Monday, April 16, 2018

Hitchcock and Hickok

Tonight we are going to the start of a Hitchcock film series.  I've never seen Saboteur so it should be interesting.  Robert Cummings is the star and apparently Hitchcock was not happy with him--thought he looked like the comedy star he was noted for and not enough like a drama actor.
But I thought this big of trivia from ImDB was interesting: 
Alfred Hitchcock's original director's cameo was cut by order of the censors. He and his secretary played deaf-mute pedestrians. When Hitch's character made an apparently indecent proposal to her in sign language, she slapped his face. A more conventional cameo in front of a drugstore was substituted.

Every so often I find it remarkable how history seems to go in circles and the more you read, the more you discover that every generation has its awful points.  It's just that this particular point in time seems to be more awful than others.  But is it?

I just finished reading "White Houses," which is the fictionalized version of the relationship between Eleanor Roosevelt and reporter Lenora Hickok, a relationship which lasted for some 7 years, while Hickok lived in the White House.  The author stresses that it is a novel, but it is based on a lot of history that I have both watched and read and it's like she just fills in the dialog and situations she imagines took place while the women were following what is an historical time line.


At the same time I was watching a PBS special on the Kennedy Dynasty and Ken Burns' intimate portrait of the Roosevelts.  While nothing really compares with what we see today, there are scandals and scares a-plenty.  Knowing we weathered them gives some slim hope that they will survive this administration too. (Though I still want to come back in 50 years and read a history book for this time period.)

 I have a special warmth in my heart for Eleanor because she kept a published daily journal from 1936 to 1962.  I have a few years to go to match that record.  Of course she had more interesting days, most days.  They are all, wonderfully, reprinted on line.  (She may have been the very first on-line blogger!)
I checked what her entry was for this date in 1943 (when I was two months old) and found this interesting (I particularly liked it because I think the Jefferson Memorial is my favorite DC memorial)

Yesterday morning we attended the dedication of the Jefferson Memorial. It is beginning to look very beautiful and someday, when the cherry trees around it bloom in great profusion, people will forget that we were ever afraid of spoiling the landscape around the Basin. It was my first glimpse of the statue, because the day that I had walked over and read the inscriptions on the inside walls of the building, the statue was not in place.
Today it was silhouetted against the skyline and the effect was very impressive. I like very much the President's emphasis on the fact, that it was Jefferson and his generation which could be easily understood by this generation. Both loved peace and freedom and found they had to fight to preserve the freedom they loved.
It is not only in war, however, that we fight for freedom. One fights for freedom in personal contacts and in many phases of civilian life. When the war is over, the four freedoms will not have been won, we shall simply have dominated their more aggressive enemies. At all times, day by day, we have to continue fighting for freedom of religion, freedom of speech, freedom from fear, and freedom from want— for these are things that must be gained in peace as well as in war.
We are very far in this country from actually facing what the four freedoms mean in our day-by-day actions. If we really live up to them, there are many little habits and customs that we have allowed to grow up among us, which will have to go by the board.
And we haven't changed much since then, have we???  In fact, we are, perhaps, worse off than we were in 1943.  That's pretty depressing to think that in my entire life we have not made permanent progress in terms of the four freedoms.

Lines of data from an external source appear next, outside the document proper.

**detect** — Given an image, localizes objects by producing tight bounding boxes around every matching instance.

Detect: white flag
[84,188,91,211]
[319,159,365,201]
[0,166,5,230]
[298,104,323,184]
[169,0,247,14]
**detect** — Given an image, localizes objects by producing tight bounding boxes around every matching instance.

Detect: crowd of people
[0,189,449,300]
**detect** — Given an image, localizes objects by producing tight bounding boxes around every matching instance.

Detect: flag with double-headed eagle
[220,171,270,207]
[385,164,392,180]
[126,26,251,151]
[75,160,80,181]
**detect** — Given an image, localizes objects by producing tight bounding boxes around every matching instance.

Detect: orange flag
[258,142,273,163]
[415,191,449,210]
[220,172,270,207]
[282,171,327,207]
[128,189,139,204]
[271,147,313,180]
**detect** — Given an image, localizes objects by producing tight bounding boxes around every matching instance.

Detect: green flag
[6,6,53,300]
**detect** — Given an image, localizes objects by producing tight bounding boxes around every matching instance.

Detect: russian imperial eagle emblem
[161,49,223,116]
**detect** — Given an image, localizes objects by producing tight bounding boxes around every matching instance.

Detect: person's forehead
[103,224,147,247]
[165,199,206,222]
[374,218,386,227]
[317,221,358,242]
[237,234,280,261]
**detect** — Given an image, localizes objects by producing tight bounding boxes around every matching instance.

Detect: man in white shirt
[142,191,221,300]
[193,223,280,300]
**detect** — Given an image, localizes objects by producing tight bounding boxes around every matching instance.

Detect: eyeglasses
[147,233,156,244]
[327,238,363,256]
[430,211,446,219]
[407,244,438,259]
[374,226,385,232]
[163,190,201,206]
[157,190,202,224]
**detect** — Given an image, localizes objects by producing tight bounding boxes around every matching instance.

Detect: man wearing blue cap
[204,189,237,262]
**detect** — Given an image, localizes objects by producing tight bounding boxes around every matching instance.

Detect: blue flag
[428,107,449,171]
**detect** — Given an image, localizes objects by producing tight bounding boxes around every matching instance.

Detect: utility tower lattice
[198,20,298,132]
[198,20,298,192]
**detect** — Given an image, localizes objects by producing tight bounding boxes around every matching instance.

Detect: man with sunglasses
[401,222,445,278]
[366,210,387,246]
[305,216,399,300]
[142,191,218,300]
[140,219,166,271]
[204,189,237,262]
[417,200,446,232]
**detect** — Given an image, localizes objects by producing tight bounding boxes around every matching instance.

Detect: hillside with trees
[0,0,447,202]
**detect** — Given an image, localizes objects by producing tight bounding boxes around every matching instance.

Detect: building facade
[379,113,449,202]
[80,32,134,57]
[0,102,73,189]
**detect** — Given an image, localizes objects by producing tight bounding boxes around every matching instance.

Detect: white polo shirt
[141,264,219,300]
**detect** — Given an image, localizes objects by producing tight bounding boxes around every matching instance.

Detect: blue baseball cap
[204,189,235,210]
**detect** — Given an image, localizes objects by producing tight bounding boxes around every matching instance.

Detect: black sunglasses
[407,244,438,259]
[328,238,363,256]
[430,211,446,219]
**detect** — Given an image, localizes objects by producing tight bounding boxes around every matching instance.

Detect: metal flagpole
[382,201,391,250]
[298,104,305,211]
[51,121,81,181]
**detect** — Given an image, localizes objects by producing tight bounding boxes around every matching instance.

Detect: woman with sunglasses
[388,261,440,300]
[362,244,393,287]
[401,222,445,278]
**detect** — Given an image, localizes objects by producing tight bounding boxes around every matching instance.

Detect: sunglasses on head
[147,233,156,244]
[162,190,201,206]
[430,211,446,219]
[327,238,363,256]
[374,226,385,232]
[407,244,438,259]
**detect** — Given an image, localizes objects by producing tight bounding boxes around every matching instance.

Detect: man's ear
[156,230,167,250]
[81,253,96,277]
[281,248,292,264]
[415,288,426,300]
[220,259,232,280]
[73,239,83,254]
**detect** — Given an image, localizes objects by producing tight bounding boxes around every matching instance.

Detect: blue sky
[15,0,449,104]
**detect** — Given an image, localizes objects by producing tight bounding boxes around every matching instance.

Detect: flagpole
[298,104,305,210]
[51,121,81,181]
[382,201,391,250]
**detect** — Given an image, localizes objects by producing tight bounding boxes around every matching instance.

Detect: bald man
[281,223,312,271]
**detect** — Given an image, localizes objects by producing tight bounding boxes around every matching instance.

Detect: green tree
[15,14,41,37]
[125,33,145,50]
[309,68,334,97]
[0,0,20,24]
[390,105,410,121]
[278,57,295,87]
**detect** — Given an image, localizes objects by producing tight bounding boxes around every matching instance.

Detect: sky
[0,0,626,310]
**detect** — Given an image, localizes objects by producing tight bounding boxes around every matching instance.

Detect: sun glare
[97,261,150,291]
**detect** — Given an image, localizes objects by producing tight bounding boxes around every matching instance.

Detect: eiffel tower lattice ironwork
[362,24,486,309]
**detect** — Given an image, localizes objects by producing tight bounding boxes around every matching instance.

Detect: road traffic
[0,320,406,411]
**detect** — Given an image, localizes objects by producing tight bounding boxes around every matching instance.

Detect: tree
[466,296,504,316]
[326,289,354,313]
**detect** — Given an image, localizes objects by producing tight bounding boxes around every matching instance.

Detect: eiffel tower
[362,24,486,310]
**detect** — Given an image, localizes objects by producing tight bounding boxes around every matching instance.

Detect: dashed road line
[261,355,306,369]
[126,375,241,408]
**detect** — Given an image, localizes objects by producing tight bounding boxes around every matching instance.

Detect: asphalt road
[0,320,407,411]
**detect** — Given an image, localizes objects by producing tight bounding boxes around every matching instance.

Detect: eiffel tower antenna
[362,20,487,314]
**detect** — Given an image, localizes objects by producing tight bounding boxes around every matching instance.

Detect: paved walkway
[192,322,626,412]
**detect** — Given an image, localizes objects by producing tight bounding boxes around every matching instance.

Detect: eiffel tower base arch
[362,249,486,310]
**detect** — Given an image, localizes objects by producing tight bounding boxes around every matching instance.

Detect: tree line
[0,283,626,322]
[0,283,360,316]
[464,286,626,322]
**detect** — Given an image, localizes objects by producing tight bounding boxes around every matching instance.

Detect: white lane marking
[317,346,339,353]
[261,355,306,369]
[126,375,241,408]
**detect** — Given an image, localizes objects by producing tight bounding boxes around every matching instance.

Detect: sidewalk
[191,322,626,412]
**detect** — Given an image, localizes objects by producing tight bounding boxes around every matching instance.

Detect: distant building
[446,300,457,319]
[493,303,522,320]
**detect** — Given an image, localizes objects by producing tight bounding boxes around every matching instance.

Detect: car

The next day after a dinner with a group called "the Friends of German Freedom," she wrote:
In many of these countries, the only non-Fascist organization that will exist when the war comes to an end, will be whatever leaders or organizations have been kept alive within the labor group. I think it is important that we, in this country, do all we possibly can to recognize these groups and to strengthen them now and in the future.
In every Axis country, there will undoubtedly be people awaiting the United Nations at the end of the war, who have experience in running industry and large scale agriculture, and who have been active during the past few years because of their willingness not to protest against Fascist control. They may sometimes seem to be the only available material for organization, unless we make it a point to look for those who have led labor in the past.
Since this is to be the century of the common man, there must be a partnership between those who work with their hands and those who work with their heads. They must all insist on their common interest because they are the workers of the world. They are the mass of people who must control their governments in order to have a chance to build a better life throughout the world.
There is no real cleavage between the intellectual and manual contribution, if in both cases the dignity of labor well done is the badge of glory. There is no reason why the workers as a whole cannot join hands in every nation and understand each other and make the future a time of greater opportunity.
Yeah...well we see how well that is working out.